Judge Dismisses Criminal Charges Against Hartmann in Minnesota


Hartmann_TCP
Farm to Consumer Legal Defense Fund – by Pete Kennedy
At a hearing for Gibbon dairy farmer Mike Hartmann, Sibley County District Court Judge Erica H. McDonald dismissed five of six criminal charges brought by the state against Hartmann for violations of the Minnesota food and dairy code. Two of the charges arose from evidence seized during a December 4, 2012 stop of Hartmann’s vehicle by a state trooper; the other three came from the execution of a search warrant by Minnesota Department of Agriculture (MDA) officials on January 9, 2013 at Hartmann’s farm.

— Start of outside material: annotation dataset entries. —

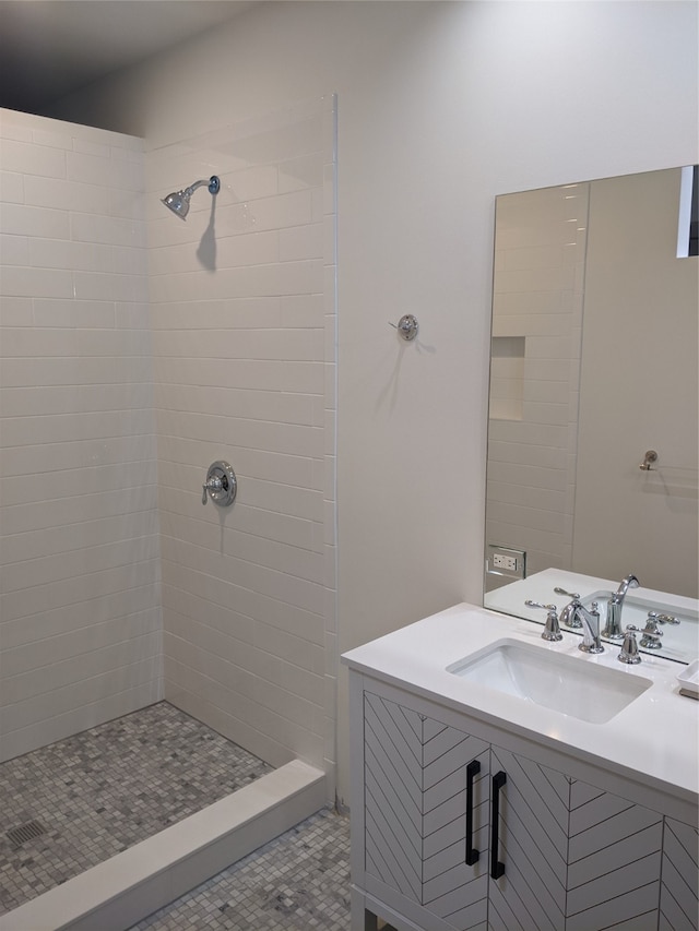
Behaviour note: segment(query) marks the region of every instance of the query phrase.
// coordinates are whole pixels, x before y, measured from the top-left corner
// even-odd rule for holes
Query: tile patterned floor
[[[166,702],[3,763],[0,914],[271,768]],[[44,833],[14,839],[31,822]]]
[[[318,812],[131,931],[348,931],[350,822]]]

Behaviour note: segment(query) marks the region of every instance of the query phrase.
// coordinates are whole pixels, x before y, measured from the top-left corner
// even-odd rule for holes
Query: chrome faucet
[[[624,640],[624,631],[621,630],[621,608],[624,599],[629,588],[638,588],[638,578],[635,575],[627,575],[623,578],[616,593],[607,601],[607,621],[602,631],[602,635],[609,640]]]
[[[597,602],[593,601],[588,610],[578,598],[573,598],[560,612],[561,623],[569,628],[582,626],[582,643],[578,645],[578,649],[582,649],[583,653],[604,653],[597,608]]]

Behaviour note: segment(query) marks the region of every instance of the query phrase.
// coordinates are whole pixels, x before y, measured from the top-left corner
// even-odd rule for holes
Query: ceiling
[[[238,15],[253,0],[0,0],[0,106],[55,100]]]

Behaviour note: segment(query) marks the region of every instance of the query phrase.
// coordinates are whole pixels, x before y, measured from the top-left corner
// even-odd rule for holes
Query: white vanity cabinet
[[[353,931],[696,931],[696,828],[507,737],[351,671]]]

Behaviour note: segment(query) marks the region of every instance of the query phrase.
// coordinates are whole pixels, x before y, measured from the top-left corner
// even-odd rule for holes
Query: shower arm
[[[191,198],[191,195],[194,193],[196,190],[198,190],[198,188],[203,188],[204,186],[209,188],[210,194],[217,194],[218,189],[221,187],[221,181],[218,180],[218,177],[216,175],[212,175],[209,179],[202,178],[201,181],[194,181],[194,183],[190,184],[189,188],[185,188],[182,194],[186,198]]]
[[[190,184],[189,188],[185,188],[185,190],[182,191],[182,194],[185,194],[186,198],[191,198],[191,195],[194,193],[194,191],[198,188],[203,188],[204,184],[209,184],[209,181],[206,181],[206,180],[194,181],[194,183]]]

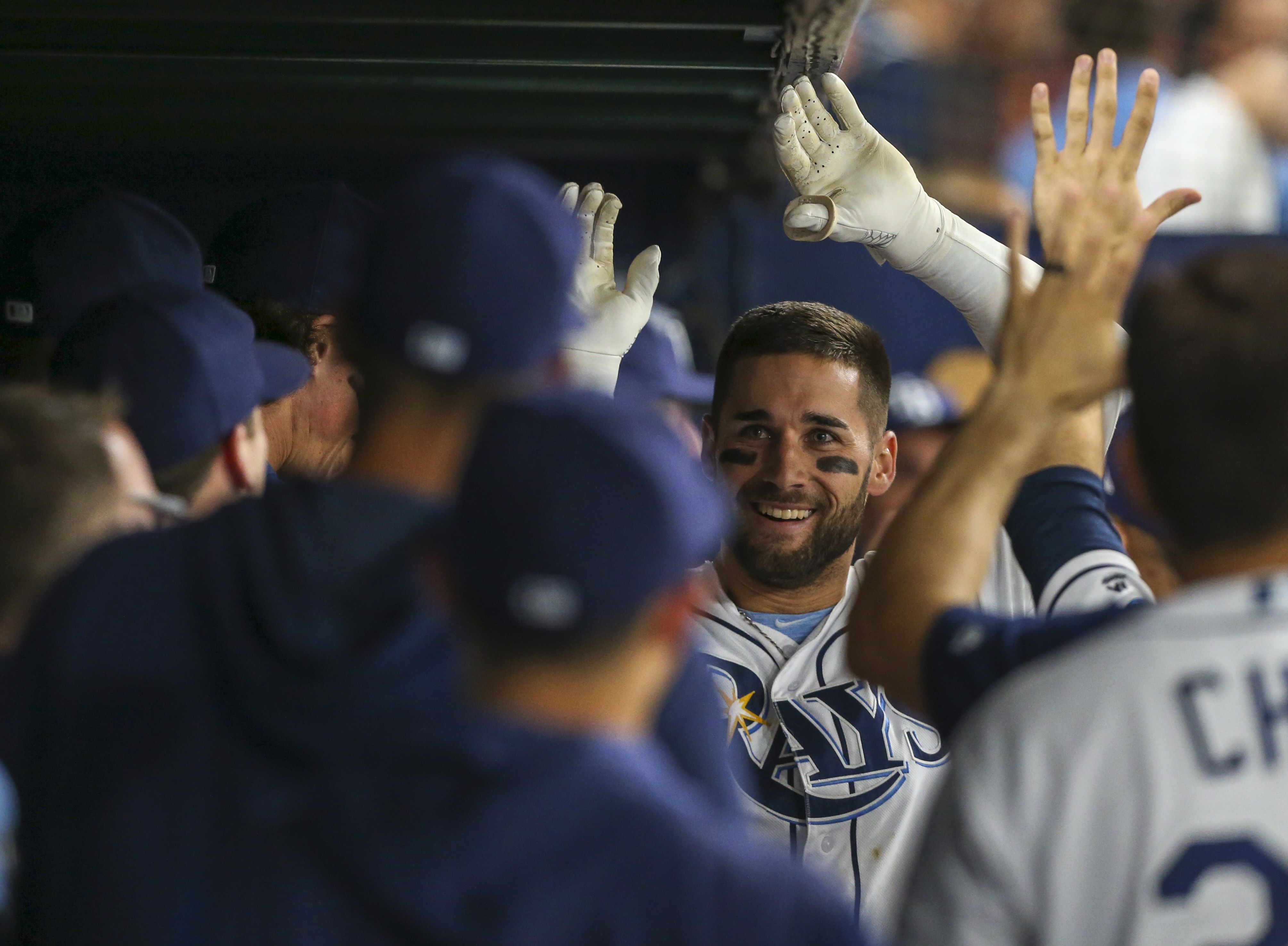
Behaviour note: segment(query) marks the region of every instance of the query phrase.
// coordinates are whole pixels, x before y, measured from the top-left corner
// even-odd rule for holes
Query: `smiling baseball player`
[[[1090,64],[1079,61],[1073,95],[1083,103],[1090,80]],[[797,188],[831,195],[788,209],[790,232],[814,226],[867,242],[953,299],[994,344],[1010,293],[1009,251],[931,201],[844,84],[824,81],[845,130],[804,80],[784,93],[787,113],[775,125]],[[1151,92],[1137,103],[1146,129]],[[1051,213],[1039,206],[1039,228]],[[1036,264],[1020,267],[1021,285],[1041,278]],[[779,303],[735,322],[716,366],[705,455],[737,497],[738,526],[703,570],[710,601],[698,613],[699,646],[756,824],[829,874],[878,933],[891,929],[948,760],[929,722],[857,677],[846,660],[846,625],[868,567],[854,562],[858,522],[867,496],[887,490],[895,474],[889,391],[880,338],[845,313]],[[1095,483],[1103,449],[1104,425],[1092,410],[1034,458],[1041,479],[1021,492],[1011,523],[1024,534],[1018,545],[1029,561],[985,585],[978,601],[985,611],[1032,613],[1032,598],[1025,608],[1018,595],[996,593],[1016,584],[1028,593],[1020,565],[1033,597],[1055,613],[1149,598],[1112,531],[1082,541],[1074,523],[1068,543],[1042,537],[1061,532],[1051,528],[1052,516],[1057,526],[1077,518],[1045,508],[1048,487],[1077,492],[1079,482]],[[1003,550],[1009,557],[1009,544]],[[1114,581],[1101,580],[1105,570]]]

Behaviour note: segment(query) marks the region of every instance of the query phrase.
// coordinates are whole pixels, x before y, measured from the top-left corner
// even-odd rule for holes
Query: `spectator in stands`
[[[286,345],[256,342],[250,318],[215,293],[148,286],[82,316],[50,372],[120,392],[157,486],[201,517],[263,492],[260,407],[298,391],[309,366]]]
[[[155,527],[155,508],[115,398],[0,388],[0,652],[59,572],[109,535]]]
[[[374,204],[332,182],[245,208],[210,246],[210,285],[251,317],[256,338],[312,365],[303,388],[264,407],[270,479],[330,479],[353,454],[358,374],[335,326],[358,291],[375,223]]]
[[[1179,187],[1203,195],[1200,205],[1168,220],[1163,233],[1279,229],[1279,188],[1257,116],[1220,73],[1176,77],[1167,23],[1154,0],[1065,0],[1064,23],[1072,52],[1094,55],[1104,46],[1118,50],[1121,99],[1130,99],[1146,68],[1162,75],[1154,133],[1137,177],[1141,196],[1150,201]],[[1056,140],[1064,147],[1065,104],[1059,95],[1055,104]],[[1122,137],[1127,111],[1119,110],[1115,139]],[[1003,166],[1011,180],[1029,192],[1036,160],[1032,131],[1018,129],[1006,146]]]

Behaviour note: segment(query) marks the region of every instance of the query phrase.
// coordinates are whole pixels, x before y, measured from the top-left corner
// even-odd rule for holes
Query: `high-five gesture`
[[[900,233],[922,233],[912,219],[931,213],[930,201],[908,160],[863,117],[854,95],[831,72],[823,76],[833,119],[801,76],[783,90],[783,113],[774,122],[778,164],[801,195],[783,218],[795,240],[859,242],[889,247],[899,268],[916,263],[929,241],[896,245]],[[935,233],[935,227],[929,228]]]
[[[1119,219],[1119,238],[1135,240],[1135,228],[1127,226],[1141,211],[1136,171],[1145,152],[1145,143],[1154,126],[1158,106],[1158,72],[1145,70],[1136,90],[1136,104],[1123,133],[1122,143],[1114,146],[1114,126],[1118,120],[1118,57],[1112,49],[1100,53],[1096,64],[1096,99],[1090,104],[1090,55],[1078,57],[1069,82],[1069,112],[1064,151],[1056,150],[1055,128],[1051,124],[1051,93],[1046,85],[1033,89],[1033,137],[1037,142],[1038,166],[1033,180],[1033,210],[1042,236],[1047,259],[1063,262],[1065,201],[1069,188],[1091,193],[1105,184],[1119,191],[1115,209]],[[1090,125],[1090,135],[1088,135]],[[1170,217],[1197,204],[1199,196],[1190,189],[1164,193],[1145,210],[1141,226],[1153,220],[1154,231]],[[1131,235],[1131,236],[1128,236]],[[1153,236],[1153,231],[1150,232]]]
[[[563,345],[564,357],[578,387],[612,394],[622,356],[653,311],[662,250],[649,246],[631,263],[626,286],[617,289],[613,269],[613,228],[622,209],[617,195],[599,184],[564,184],[564,206],[576,214],[581,228],[581,253],[573,273],[572,299],[586,318]]]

The key to the dismissal of the charges was Judge McDonald granting a motion to suppress any evidence obtained during the vehicle stop by state trooper Joseph Heyman who testified that he initially stopped Hartmann’s truck because he did not see a rear license plate on the truck and the truck appeared to the state trooper to be a commercial motor vehicle that did not have the required Department of Transportation markings or number.   Heyman subsequently conducted three warrantless searches of the vehicle during the stop, seizing raw milk and raw cheese from Hartmann’s truck at the instruction of MDA; the discovery of the food led to the granting of the warrant for the January 9 search on the Hartmann farm.
In granting the suppression motion filed by Hartmann and his attorney Zenas Baar, Judge McDonald held that while the initial stop was legal, Heyman’s searches of the truck were not because there was no probable cause that Hartmann had committed any crime. The state trooper admitted that he quickly discovered after the stop that there was a rear license plate on the vehicle. The judge found that Hartmann’s truck was not a commercial vehicle under Minnesota law and therefore that any state statute allowing for spot checks of commercial vehicles was inapplicable. Judge McDonald ruled Heyman “impermissibly extended the scope and duration of the stop.”
Since it was the illegal search of the truck that led to the execution of the search warrant on the Hartmann’s farm, the judge also held that any evidence obtained from the January 9 search was inadmissible as evidence. With the state having no other evidence on which to rest any of the criminal charges against the farmer, MDA is still searching for a way to put Hartmann out of business–something the department has been unsuccessfully looking to do for many years.